Quel 22 settembre le fiamme erano altissime. Angelo, trentanove anni, affetto dalla nascita da distrofia muscolare di Duchenne, era al primo piano di uno stabile, in via Gallizzi, circondato ormai da un rogo infernale. Due volanti della Polizia di Stato, allertate prontamente dalla sala operativa della Questura, giunsero appena in tempo. Quel pomeriggio, il Vibonese finì nella morsa dei piromani, la cui mano criminale fu alimentata da un violento vento di scirocco. Angelo, incapace di deambulare, paralizzato negli arti superiori ed inferiori, attaccato h24 ad un ventilatore tramite tracheostoma, era accudito dai genitori e da una zia anziana.

L’arrivo degli agenti fu provvidenziale. Salvarono lui, salvarono la sua famiglia. In attesa che giungessero i vigili del fuoco, le cui linee quel giorno, erano intasatissime, i poliziotti, con mezzi di fortuna, tentarono vanamente di arginare il propagarsi delle fiamme. Precipitata ormai la situazione, con l’abitazione ormai invasa da fumo e fuliggine, decisivo fu l’aver serrato l’intera famiglia nello stabile. Nel mentre, la centrale operativa della Questura allertava il 118, che disponeva l’invio di un mezzo idoneo per trasportare Angelo sulla sua carrozzina e col suo ventilatore. Anticipando gli eventuali ostacoli all’arrivo dell’ambulanza, attraverso una tronchesi, gli agenti rompevano la catena di un cancello per favorire l’accesso del mezzo di soccorso.
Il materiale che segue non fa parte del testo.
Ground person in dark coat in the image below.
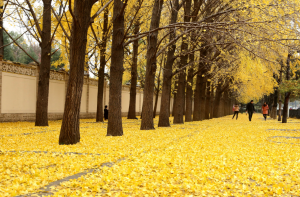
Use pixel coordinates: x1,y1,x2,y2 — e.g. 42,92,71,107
261,102,269,121
246,100,255,121
104,105,108,120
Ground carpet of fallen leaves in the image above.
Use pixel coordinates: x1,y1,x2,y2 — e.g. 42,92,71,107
0,114,300,197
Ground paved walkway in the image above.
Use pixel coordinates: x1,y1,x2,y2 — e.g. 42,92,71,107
0,114,300,197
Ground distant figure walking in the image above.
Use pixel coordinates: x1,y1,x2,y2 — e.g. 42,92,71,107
104,105,108,120
261,102,269,121
232,104,240,120
246,100,255,121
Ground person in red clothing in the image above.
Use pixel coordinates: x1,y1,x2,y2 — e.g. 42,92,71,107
261,102,269,121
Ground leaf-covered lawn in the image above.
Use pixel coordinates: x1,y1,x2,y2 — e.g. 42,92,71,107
0,114,300,196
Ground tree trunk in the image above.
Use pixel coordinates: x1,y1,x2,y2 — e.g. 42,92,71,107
0,1,4,58
209,84,215,119
153,58,164,118
213,85,222,118
272,88,278,119
58,0,94,145
204,81,210,120
278,62,283,121
96,8,109,122
173,0,191,124
141,0,164,130
35,0,51,126
185,53,194,122
223,91,229,116
282,53,292,123
193,70,203,121
127,20,140,119
107,0,126,136
158,0,179,127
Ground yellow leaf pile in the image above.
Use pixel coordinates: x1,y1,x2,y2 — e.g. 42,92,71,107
0,114,300,196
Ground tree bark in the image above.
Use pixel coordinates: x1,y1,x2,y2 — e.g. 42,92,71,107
213,85,222,118
35,0,52,126
272,88,278,119
282,53,292,123
107,0,125,136
96,8,109,122
173,0,191,124
141,0,164,130
185,63,194,122
59,0,95,145
153,57,164,118
209,84,215,119
127,20,140,119
0,1,4,58
158,0,179,127
193,70,203,121
278,62,283,121
204,81,210,120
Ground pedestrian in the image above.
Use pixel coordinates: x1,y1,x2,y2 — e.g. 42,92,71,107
104,105,108,120
232,104,240,120
246,100,255,121
261,102,269,121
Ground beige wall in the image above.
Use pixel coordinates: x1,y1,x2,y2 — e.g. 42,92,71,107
48,80,66,113
89,85,98,112
1,72,36,113
0,61,182,121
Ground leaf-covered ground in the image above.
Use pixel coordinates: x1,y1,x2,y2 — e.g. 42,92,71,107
0,114,300,196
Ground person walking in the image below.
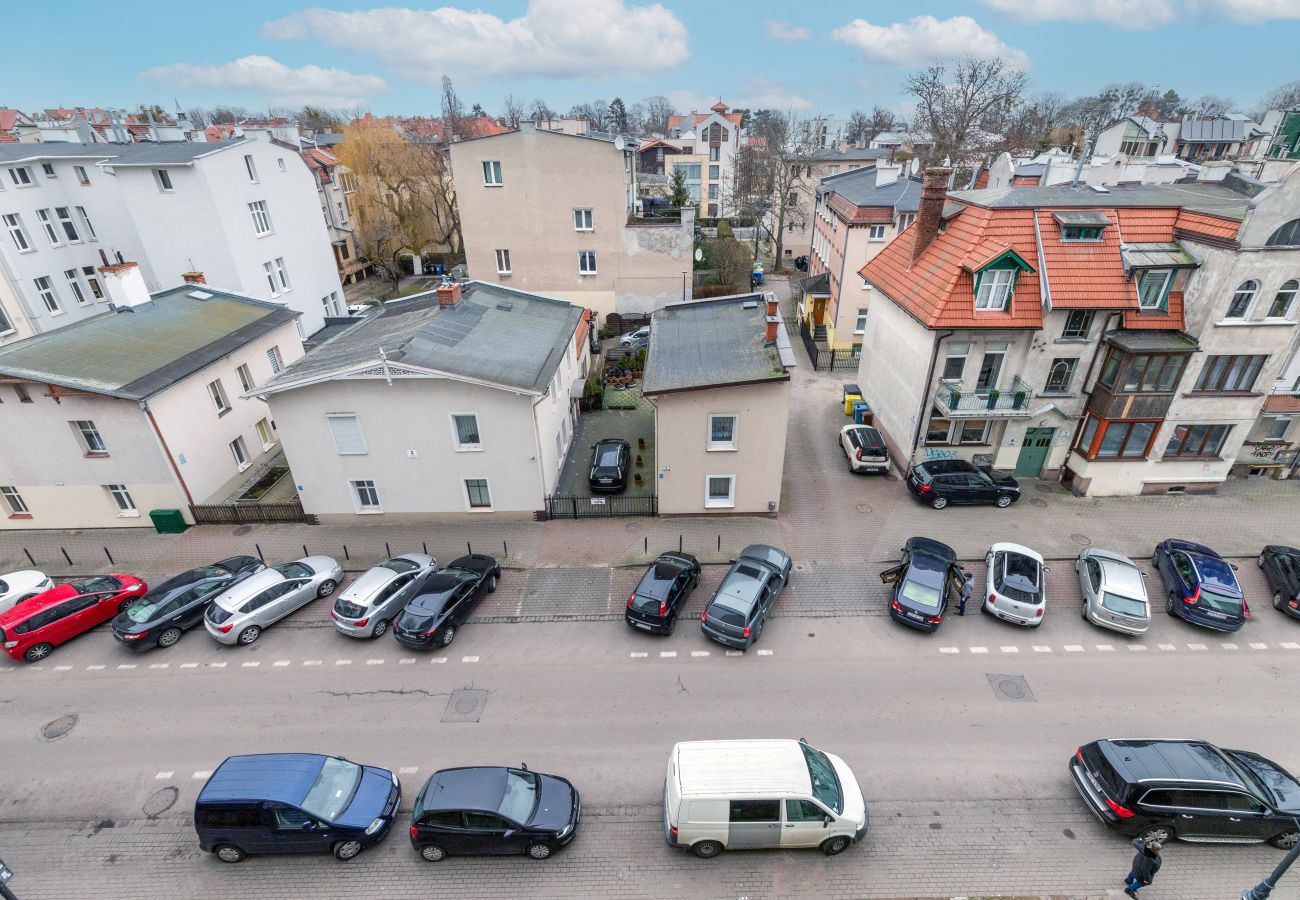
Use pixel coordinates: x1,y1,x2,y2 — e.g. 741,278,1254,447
1125,838,1162,897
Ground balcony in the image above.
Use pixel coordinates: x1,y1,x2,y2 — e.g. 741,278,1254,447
935,376,1034,419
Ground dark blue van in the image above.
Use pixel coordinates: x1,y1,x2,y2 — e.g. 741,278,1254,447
194,753,402,862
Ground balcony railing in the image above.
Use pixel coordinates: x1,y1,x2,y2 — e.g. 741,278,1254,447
935,376,1034,417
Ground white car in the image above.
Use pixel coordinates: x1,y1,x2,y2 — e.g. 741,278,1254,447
0,568,55,613
980,544,1048,628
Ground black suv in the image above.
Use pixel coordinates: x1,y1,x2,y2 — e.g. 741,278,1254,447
1070,740,1300,849
905,459,1021,510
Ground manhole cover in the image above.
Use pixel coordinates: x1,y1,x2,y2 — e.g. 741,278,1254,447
442,688,488,722
40,713,77,740
985,674,1037,704
144,787,181,819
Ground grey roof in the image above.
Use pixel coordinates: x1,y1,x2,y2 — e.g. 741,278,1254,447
259,281,582,394
0,285,300,401
641,294,794,394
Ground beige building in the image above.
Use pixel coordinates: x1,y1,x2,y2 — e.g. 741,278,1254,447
450,125,694,316
0,263,303,529
642,294,794,515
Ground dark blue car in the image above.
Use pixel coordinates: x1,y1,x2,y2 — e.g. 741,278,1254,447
194,753,402,862
1151,538,1251,631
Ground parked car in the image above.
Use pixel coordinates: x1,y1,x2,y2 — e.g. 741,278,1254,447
1069,740,1300,849
588,437,632,494
905,459,1021,510
194,753,402,862
980,544,1048,628
203,557,343,644
840,425,889,475
0,568,55,613
0,575,148,662
699,544,793,650
393,553,501,650
411,766,582,862
1074,548,1151,635
113,557,267,650
880,537,965,631
663,739,867,860
624,553,699,635
1256,544,1300,619
330,553,438,637
1151,538,1251,631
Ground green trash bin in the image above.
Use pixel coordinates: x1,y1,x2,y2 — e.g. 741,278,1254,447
150,510,190,535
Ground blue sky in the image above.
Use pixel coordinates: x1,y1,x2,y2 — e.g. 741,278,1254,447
0,0,1300,116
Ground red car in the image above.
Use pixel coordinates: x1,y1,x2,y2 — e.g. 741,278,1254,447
0,575,148,662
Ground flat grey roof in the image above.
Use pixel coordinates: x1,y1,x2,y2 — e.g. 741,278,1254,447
0,285,300,401
642,294,794,394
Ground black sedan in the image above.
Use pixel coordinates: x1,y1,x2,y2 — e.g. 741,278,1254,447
393,553,501,650
411,766,582,862
1257,544,1300,619
625,553,699,635
112,557,267,650
880,537,963,631
588,437,632,494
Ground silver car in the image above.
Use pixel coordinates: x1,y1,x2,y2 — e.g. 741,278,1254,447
1074,548,1151,635
203,557,343,644
330,553,438,637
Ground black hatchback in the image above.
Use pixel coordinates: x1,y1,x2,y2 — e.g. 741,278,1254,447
112,557,267,650
625,553,699,635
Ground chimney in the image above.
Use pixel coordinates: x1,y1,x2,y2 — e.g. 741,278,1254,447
99,263,152,310
911,165,953,263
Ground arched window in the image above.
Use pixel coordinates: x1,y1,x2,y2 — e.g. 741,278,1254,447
1269,278,1300,319
1227,278,1260,319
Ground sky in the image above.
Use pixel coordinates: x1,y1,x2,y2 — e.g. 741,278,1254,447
0,0,1300,116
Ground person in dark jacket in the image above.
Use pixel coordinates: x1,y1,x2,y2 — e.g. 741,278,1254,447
1125,838,1162,897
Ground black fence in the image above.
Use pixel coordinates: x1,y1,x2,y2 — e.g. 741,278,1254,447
546,494,659,519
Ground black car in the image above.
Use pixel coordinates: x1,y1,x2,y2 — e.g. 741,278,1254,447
1257,544,1300,619
393,553,501,650
625,553,699,635
1070,740,1300,849
588,437,632,494
699,544,792,650
411,766,582,862
880,537,963,631
112,557,267,650
905,459,1021,510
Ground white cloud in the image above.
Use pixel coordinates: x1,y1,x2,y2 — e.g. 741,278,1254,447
261,0,690,83
767,18,813,43
831,16,1030,69
140,56,389,107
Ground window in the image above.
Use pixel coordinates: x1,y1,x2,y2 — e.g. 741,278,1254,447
465,479,491,510
451,412,484,450
1196,356,1268,391
705,475,736,510
709,415,736,450
1165,425,1232,458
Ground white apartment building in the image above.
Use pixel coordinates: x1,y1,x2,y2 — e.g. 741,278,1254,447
0,140,345,345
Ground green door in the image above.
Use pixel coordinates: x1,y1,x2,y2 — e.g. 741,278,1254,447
1015,428,1056,479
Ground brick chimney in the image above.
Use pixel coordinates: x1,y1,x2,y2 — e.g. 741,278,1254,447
911,165,953,263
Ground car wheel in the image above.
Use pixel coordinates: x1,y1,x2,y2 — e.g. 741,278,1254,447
213,844,248,862
690,840,723,860
334,840,361,862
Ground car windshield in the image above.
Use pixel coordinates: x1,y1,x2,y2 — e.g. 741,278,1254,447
800,743,844,813
497,769,542,823
302,757,363,822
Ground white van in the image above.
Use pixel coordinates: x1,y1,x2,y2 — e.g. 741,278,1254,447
663,737,867,860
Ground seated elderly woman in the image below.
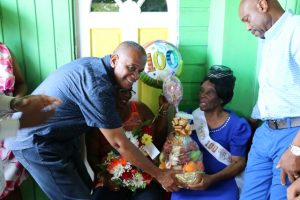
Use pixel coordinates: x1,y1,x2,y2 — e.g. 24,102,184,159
85,89,169,200
171,65,251,200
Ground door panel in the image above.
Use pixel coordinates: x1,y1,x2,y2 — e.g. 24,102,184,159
91,28,122,57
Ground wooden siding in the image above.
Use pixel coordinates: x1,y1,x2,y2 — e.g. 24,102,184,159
179,0,210,110
0,0,75,200
0,0,75,91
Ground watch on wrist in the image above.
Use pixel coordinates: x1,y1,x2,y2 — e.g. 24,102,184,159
9,98,18,112
289,144,300,156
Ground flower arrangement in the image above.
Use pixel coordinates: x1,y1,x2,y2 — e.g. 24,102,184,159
100,121,152,192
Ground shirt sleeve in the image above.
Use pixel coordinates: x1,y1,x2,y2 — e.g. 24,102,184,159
0,93,15,112
0,119,20,139
230,118,251,156
291,21,300,67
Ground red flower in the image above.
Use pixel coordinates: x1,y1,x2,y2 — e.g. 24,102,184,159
121,171,132,180
130,169,137,174
142,172,152,181
141,126,153,135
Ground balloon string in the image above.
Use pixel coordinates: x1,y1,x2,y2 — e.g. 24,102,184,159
151,105,163,124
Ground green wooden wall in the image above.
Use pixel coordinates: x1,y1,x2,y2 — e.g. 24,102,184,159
0,0,75,91
0,0,75,200
179,0,210,110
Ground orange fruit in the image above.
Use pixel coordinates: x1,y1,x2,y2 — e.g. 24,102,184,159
183,161,197,172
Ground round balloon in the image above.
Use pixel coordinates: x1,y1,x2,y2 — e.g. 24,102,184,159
163,76,183,111
140,40,183,88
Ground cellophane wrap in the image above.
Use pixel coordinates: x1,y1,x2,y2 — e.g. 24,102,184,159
159,113,204,185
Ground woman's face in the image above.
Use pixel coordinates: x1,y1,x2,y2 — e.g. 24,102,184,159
199,80,222,111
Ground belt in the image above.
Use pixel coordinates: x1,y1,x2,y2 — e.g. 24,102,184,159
267,117,300,129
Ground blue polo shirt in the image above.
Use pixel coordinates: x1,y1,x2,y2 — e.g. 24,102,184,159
5,56,122,150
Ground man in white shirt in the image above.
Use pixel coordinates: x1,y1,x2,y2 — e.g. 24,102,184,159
0,94,61,194
0,95,61,139
239,0,300,200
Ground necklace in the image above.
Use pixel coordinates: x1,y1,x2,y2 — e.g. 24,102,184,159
209,116,230,133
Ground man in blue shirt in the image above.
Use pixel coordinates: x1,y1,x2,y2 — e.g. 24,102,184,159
239,0,300,200
6,41,178,199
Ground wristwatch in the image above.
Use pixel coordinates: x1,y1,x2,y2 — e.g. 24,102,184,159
289,144,300,156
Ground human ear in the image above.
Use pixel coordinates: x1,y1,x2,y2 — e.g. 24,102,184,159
256,0,269,12
110,54,119,68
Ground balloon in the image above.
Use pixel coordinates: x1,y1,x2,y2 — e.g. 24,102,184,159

Dopo circa due ore di fuoco e terrore, Angelo ed i suoi cari furono fuori pericolo. I vigili del fuoco, intervenuti con un’autobotte, lavorarono fino a notte per estinguere il rogo. Una storia a lieto fine, dunque. Una storia di coraggio e solidarietà che Angelo stesso racconta in una lettera inviata al questore di Vibo Valentia Cristiano Tatarelli per ringraziare quei quattro angeli in divisa senza i quali - dice - «oggi non sarei qui»: l’assistente capo coordinatore Antonio Nesci e gli agenti Andrea Pispicia, Antonino Liuzzo e Giuseppe Di Leo.

«La mia abitazione era invasa dal fumo ed io, essendo immobile, attaccato ad un ventilatore – scrive Angelo – non mi sarei potuto muovere in alcun altro modo». E poi: «È solo grazie a loro se oggi sono qui a raccontare l’accaduto. Dico grazie e non solo per il loro servizio ma anche per la grande umanità che hanno avuto nei miei confronti, poiché il giorno seguente mi hanno reso visita per controllare che fossi fuori pericolo. Quindi – la conclusione della missiva al questore Tatarelli – onore a voi che avete svolto nel migliore dei modi e più del dovuto il vostro servizio. Grazie, angeli in divisa».